He rolled the shoulder of that arm on the way through the parking lot, swinging the arm round and around like he was warming up for tennis. Inside the car, Billy cornered, “What were you doing in there?”

Steve glanced at him but shrugged as he turned the ignition. “Blood work. An IV drip. MRI’s. My usual stuff. The drip took longer this time.”

“Usual stuff? How come I’m just now hearing of this?”

“Remember, Robin used to meet us here? She got cleared faster.”

“Cleared out of what? How are you more broken than she was?”

Steve stared at him for an unnerving minute. “They…kind of beat the shit out of me. So… I mean, you pack a wallop, but Russians with an agenda put you to shame.”

Billy suddenly wondered if he’d overstepped a boundary. Steve just talked so much, and took whatever Billy gave him without flinching that he never considered…

“Getting concussed and doped up with unknown chemicals isn’t everyone’s normal Thursday.”

Billy had forgotten that Steve had been through shit like this before. Not with the same variables, but… “I forget that your normal got thrown out the window before I got here.”

“It’s not a competition,” Steve tried to say lightly. He waved a hand in front of the vents as if their lingering in the parking lot was just to wait for the heating to kick on.

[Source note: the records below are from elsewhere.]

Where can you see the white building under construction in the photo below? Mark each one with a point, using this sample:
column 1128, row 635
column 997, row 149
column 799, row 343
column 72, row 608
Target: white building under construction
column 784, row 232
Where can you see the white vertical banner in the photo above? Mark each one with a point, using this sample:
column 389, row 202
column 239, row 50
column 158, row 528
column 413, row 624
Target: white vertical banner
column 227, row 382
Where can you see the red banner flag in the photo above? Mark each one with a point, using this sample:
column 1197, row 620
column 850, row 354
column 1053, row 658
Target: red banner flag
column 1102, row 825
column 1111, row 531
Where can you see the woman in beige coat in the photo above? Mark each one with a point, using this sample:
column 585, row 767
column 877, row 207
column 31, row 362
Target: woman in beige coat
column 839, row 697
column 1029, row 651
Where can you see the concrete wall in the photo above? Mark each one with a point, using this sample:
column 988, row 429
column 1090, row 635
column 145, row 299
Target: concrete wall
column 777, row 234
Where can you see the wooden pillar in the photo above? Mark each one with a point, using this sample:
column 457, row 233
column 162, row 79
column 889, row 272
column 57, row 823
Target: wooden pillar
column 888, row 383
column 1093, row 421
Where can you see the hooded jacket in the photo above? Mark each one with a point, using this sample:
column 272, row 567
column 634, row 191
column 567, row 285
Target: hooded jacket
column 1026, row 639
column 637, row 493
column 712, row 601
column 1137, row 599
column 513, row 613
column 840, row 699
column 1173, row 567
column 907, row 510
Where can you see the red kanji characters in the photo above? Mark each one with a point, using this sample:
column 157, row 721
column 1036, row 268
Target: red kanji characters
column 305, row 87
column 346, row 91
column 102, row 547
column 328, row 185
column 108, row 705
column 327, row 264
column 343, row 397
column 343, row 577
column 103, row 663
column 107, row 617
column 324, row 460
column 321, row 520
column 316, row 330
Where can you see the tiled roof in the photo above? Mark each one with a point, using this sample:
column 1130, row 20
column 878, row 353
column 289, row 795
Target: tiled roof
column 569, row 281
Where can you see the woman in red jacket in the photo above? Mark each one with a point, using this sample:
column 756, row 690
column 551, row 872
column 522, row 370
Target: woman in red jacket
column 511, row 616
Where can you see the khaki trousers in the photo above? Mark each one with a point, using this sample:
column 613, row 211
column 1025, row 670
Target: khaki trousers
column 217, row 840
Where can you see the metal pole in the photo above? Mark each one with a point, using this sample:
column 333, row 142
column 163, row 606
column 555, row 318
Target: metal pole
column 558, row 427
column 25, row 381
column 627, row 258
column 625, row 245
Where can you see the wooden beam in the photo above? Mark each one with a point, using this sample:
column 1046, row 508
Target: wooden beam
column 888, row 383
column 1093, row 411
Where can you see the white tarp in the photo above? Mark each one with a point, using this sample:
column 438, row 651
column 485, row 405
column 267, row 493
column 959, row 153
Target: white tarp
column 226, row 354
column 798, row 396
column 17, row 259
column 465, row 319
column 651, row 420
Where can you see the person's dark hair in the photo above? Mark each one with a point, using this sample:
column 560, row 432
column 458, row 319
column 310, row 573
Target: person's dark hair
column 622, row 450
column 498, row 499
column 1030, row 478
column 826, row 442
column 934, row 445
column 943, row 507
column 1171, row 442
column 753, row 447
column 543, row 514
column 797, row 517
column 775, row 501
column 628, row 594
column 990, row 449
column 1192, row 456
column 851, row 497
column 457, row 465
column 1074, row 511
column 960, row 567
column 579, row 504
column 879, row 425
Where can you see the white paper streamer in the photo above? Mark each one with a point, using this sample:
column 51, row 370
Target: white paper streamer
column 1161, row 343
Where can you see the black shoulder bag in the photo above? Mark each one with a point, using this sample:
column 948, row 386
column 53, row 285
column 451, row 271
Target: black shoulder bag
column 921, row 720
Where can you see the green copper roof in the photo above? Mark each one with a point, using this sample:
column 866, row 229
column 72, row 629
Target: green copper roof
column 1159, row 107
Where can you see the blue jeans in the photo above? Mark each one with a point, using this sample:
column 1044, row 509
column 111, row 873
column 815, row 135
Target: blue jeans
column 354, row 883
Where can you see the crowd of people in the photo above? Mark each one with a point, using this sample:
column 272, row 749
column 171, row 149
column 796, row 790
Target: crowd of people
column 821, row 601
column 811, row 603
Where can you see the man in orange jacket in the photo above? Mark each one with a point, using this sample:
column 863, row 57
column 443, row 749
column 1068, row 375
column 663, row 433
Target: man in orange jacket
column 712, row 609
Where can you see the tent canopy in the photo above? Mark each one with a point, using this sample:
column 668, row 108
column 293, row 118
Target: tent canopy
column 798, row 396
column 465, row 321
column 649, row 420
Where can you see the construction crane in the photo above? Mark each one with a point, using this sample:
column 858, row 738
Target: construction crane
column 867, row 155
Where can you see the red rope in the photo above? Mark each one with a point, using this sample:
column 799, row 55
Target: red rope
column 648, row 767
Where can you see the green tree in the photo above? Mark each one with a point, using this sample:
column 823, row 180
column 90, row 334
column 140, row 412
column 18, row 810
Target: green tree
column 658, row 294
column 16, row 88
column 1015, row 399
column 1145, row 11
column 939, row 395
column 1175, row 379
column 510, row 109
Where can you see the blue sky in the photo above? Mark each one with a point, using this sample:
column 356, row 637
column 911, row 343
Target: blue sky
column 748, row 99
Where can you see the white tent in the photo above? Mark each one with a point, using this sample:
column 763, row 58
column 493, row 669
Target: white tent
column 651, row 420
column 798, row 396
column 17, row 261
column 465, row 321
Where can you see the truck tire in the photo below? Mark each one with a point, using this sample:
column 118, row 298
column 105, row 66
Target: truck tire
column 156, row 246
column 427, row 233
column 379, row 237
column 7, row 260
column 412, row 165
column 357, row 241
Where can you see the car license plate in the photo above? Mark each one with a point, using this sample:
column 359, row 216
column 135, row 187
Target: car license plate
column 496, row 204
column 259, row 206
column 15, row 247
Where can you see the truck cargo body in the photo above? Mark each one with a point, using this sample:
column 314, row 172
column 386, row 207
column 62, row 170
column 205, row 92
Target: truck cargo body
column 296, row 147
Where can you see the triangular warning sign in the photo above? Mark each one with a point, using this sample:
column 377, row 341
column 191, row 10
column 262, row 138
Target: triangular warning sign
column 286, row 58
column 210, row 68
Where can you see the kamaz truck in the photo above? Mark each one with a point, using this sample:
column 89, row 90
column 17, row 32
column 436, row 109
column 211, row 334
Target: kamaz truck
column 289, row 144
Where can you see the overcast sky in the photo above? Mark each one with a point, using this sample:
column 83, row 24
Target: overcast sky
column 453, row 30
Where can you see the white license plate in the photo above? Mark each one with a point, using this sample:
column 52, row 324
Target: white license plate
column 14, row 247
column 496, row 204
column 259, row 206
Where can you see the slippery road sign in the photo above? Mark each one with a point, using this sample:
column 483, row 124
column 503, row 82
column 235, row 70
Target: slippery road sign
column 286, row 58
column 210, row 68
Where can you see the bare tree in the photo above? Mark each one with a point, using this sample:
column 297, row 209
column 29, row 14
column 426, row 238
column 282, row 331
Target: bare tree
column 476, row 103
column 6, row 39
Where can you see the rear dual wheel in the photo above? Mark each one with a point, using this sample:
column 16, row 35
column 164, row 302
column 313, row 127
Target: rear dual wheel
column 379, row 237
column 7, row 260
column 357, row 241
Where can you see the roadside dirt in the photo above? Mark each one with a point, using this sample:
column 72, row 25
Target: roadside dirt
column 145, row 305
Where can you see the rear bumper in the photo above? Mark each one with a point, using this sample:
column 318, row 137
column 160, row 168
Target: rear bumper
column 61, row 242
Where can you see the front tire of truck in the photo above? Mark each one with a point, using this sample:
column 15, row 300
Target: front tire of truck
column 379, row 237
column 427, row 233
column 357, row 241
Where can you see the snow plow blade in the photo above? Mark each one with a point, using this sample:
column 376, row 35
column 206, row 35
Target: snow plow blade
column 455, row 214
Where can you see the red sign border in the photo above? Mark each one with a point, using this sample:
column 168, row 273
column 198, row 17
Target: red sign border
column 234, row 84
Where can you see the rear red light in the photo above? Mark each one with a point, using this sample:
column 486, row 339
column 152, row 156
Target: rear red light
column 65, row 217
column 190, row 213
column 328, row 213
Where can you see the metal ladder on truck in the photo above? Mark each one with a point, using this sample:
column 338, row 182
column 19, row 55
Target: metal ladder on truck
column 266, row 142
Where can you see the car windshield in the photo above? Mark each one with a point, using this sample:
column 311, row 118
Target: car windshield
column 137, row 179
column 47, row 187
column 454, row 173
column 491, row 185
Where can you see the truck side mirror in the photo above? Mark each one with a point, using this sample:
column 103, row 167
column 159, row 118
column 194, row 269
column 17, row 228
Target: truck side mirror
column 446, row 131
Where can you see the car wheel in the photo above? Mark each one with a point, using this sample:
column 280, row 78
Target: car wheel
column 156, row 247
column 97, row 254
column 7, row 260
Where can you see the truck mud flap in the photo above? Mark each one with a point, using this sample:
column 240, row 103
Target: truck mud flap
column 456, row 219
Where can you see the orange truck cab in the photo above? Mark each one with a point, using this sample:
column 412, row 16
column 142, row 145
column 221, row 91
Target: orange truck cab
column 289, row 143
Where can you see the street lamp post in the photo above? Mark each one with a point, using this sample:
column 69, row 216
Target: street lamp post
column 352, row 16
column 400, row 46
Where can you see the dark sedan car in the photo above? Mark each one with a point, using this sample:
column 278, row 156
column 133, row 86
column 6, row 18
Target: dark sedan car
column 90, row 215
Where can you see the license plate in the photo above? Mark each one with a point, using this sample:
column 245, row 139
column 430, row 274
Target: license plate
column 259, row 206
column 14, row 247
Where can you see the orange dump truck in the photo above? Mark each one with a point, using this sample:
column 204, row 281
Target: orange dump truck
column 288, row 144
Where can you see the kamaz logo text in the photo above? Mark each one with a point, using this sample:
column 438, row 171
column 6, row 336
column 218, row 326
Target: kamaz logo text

“And if it is, who’d win?”

“Oh, I think Will Byers has us beat.”

That…hit differently than Billy expected. A laugh burst out of him, like it had just been waiting for a weight to lift off of him to break free. “Yeah. Maybe he does.”

Then they went to Steve’s house, where more and more of Billy’s clothes had accumulated. The kitchen had been stocked with food bought from Steve’s wage and Billy’s top-secret government allowance—which turns out, was rather high. Steve, for all his fancy furniture and basically bottomless bank account thanks to his parents, had to pick his jaw up off the floor when Billy finally revealed the monthly check to him.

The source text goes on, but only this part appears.